Er betont auch, dass es in Zukunft nicht unbedingt darum gehen könne, aus einem kleineren Zylindervolumen immer mehr Leistung herauszukitzeln und damit Sprit zu sparen. Vielmehr komme es verstärkt auf die Wahl des zum jeweiligen Auto passenden Zylindervolumens an. So biete ein Motor mit höherem Zylindervolumen bei höherer Last Vorteile – also etwa in einem größeren Auto bei höherer Geschwindigkeit. Eine große Herausforderung bei der Weiterentwicklung des Diesels sind nach wie vor die Stickoxide im Abgas, die mit teils aufwendigen Maßnahmen gebändigt werden müssen. Elektrifizierung und die richtige Dimensionierung sind auch bei der Weiterentwicklung des Ottomotors wichtige Themen – wobei der Benzinmotor nach wie vor deutlich mehr Sprit verbraucht als der Dieselantrieb.

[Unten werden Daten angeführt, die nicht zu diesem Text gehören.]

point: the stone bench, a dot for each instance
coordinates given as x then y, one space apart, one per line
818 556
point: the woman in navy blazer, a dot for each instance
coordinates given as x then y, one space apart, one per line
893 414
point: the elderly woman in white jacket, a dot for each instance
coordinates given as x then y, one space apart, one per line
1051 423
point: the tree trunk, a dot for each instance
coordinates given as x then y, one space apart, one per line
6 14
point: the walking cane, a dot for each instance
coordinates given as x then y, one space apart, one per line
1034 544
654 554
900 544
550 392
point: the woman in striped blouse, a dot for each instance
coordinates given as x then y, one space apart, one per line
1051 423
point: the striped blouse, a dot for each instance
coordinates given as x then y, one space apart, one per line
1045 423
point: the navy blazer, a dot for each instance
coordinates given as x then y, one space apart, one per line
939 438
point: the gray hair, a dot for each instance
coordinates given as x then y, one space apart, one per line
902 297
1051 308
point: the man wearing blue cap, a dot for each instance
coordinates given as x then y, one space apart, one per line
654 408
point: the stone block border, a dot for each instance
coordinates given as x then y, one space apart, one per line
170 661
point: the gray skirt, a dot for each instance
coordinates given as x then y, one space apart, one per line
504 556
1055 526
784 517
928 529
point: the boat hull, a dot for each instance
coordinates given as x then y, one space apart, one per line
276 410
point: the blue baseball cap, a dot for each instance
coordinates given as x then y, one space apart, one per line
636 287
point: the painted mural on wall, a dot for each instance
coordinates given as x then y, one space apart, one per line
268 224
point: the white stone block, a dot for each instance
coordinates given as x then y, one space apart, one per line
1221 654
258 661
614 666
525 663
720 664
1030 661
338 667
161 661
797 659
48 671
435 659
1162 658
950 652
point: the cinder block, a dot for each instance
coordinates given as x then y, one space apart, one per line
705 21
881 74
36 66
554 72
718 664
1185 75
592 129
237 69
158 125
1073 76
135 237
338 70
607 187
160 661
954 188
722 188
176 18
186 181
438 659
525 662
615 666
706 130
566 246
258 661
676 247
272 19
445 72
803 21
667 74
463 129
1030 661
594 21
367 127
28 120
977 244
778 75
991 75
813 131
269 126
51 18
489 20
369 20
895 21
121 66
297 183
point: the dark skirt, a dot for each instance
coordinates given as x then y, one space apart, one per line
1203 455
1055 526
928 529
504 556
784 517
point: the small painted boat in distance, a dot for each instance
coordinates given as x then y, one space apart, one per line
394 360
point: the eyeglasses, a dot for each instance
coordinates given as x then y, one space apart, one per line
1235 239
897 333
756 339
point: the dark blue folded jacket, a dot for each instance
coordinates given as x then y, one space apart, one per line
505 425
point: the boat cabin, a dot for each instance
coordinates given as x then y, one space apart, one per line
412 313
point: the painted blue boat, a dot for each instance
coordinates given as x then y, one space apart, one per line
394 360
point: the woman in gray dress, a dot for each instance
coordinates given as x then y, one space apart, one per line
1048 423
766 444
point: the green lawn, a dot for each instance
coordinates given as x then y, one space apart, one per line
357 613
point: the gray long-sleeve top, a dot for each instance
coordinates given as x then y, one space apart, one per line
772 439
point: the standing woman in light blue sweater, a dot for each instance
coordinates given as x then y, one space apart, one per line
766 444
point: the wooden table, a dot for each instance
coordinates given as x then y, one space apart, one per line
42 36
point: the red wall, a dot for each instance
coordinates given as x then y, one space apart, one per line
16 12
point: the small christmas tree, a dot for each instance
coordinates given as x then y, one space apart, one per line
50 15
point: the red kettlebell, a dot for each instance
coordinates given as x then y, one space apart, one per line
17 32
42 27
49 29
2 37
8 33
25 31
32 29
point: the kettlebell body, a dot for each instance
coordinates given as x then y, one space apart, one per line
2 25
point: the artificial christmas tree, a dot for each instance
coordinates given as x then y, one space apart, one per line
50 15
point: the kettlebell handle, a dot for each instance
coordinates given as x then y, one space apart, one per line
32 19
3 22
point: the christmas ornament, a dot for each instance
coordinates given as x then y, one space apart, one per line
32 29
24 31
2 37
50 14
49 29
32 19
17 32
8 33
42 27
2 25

Chinesen und Amerikaner mögen keine Diesel

Gleichwohl wird der Ottomotor weltweit auch in Zukunft die dominierende Rolle spielen, weil viele Nationen – darunter die USA und China – sich mit dem Dieselmotor schwer tun. Neben bekannten Verbesserungen wie zweistufiger Turboaufladung und Direkteinspritzung arbeiten die Ingenieure hier auch an neuen Verbrennungskonzepten, wie Günter Fraidl von AVL List, einem österreichischen Entwicklungsunternehmen für Antriebskonzepte, auf der Stuttgarter Tagung berichtete. Auch eine variable Verdichtung im Zylinder sowie die Nutzung gekühlter Abgase wird wichtiger. Die Ideen zum Spritsparen und zur Leistungssteigerung scheinen den Ingenieuren auch beim Benziner jedenfalls nicht so schnell auszugehen.